Because even the thin protections of Dodd-Frank were rolled back by Donald Trump, who in 2018 signed a bill that reduced scrutiny over many regional banks and removed the requirement that banks with assets under $250bn submit to stress testing and reduced the amount of cash they had to keep on their balance sheets to protect against shock. This freed smaller banks – such as Silicon Valley Bank (and the Signature Bank) – to invest more of their deposits and make more money for their shareholders (and their CEOs, whose pay is linked to profits).

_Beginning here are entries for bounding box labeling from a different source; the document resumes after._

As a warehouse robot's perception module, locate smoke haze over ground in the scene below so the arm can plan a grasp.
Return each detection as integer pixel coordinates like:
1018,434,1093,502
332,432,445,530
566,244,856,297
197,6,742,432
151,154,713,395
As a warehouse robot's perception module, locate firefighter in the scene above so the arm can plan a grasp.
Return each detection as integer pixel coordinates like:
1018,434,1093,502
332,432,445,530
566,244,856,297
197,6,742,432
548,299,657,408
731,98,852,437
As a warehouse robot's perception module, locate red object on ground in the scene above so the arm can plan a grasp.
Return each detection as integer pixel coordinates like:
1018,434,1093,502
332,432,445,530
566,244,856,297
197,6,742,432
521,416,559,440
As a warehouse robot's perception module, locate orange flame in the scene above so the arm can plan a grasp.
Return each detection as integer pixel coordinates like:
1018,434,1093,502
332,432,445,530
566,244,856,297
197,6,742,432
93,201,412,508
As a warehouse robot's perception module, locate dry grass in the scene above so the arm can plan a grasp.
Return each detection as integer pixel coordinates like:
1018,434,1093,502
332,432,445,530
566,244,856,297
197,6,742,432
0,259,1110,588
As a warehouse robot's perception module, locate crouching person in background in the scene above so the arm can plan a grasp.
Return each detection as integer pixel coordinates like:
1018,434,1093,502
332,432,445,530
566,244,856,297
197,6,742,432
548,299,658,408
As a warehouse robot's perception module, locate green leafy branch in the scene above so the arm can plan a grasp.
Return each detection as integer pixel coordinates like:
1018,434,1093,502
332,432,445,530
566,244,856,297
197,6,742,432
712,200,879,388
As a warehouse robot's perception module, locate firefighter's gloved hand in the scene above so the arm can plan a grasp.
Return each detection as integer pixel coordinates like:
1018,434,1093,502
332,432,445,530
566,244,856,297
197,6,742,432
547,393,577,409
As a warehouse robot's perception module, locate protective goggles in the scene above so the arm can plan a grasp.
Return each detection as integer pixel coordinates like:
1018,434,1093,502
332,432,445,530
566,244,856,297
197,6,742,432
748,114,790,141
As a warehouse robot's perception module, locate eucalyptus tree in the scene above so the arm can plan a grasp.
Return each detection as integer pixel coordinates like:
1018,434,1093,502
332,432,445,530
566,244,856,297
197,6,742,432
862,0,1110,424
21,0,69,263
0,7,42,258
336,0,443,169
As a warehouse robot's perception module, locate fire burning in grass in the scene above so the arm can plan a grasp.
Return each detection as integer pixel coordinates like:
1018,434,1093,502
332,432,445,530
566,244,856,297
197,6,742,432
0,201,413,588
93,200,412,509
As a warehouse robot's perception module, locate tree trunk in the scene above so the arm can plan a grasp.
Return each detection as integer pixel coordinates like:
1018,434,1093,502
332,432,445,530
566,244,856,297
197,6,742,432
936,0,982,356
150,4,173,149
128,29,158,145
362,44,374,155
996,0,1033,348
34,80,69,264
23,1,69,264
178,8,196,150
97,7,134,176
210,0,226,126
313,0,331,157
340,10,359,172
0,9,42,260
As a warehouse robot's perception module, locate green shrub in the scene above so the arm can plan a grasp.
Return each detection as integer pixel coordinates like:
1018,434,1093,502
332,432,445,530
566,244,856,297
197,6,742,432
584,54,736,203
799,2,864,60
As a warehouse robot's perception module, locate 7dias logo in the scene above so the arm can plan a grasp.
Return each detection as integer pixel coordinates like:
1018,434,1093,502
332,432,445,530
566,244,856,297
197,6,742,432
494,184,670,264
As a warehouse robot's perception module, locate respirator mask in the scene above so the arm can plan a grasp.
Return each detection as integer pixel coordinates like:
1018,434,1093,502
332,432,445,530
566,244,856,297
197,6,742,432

Not surprisingly, Silicon Valley Bank’s own chief executive, Greg Becker, had been a strong supporter of Trump’s rollback. Becker had served on the San Francisco Fed’s board of directors.
Oh, and Becker sold $3.6m of Silicon Valley Bank stock under a trading plan less than two weeks before the firm disclosed extensive losses that led to its failure. There’s nothing illegal about corporate trading plans like the one Becker used, and the timing could merely have been coincidental. But it smells awful.
Will the failure of Silicon Valley Bank be as contagious as the failures of 2008, leading to other bank failures as depositors grow nervous about their safety? It’s impossible to know. The speed with which regulators moved over the weekend suggests they’re concerned. The Wall Street crisis of 2008 began with one or two bank failures, as did the financial crisis of 1929.
Four lessons from this debacle.
The Fed should hold off raising interest rates again until it has done a thorough appraisal of the consequences for smaller banks.
When the Fed rapidly raises interest rates, it must better monitor banks that have invested heavily in Treasury bonds.
The Trump regulatory rollbacks of financial regulations are dangerous. Small banks can get into huge trouble, setting off potential contagion to other banks. The Dodd-Frank rules must be fully reinstated.
More broadly, not even Dodd-Frank is adequate. To make banking boring again, instead of one of the most profitable parts of the economy, Glass-Steagall must be re-enacted, separating commercial from investment banking. There’s no good reason banks should be investing their depositors’ money for profit.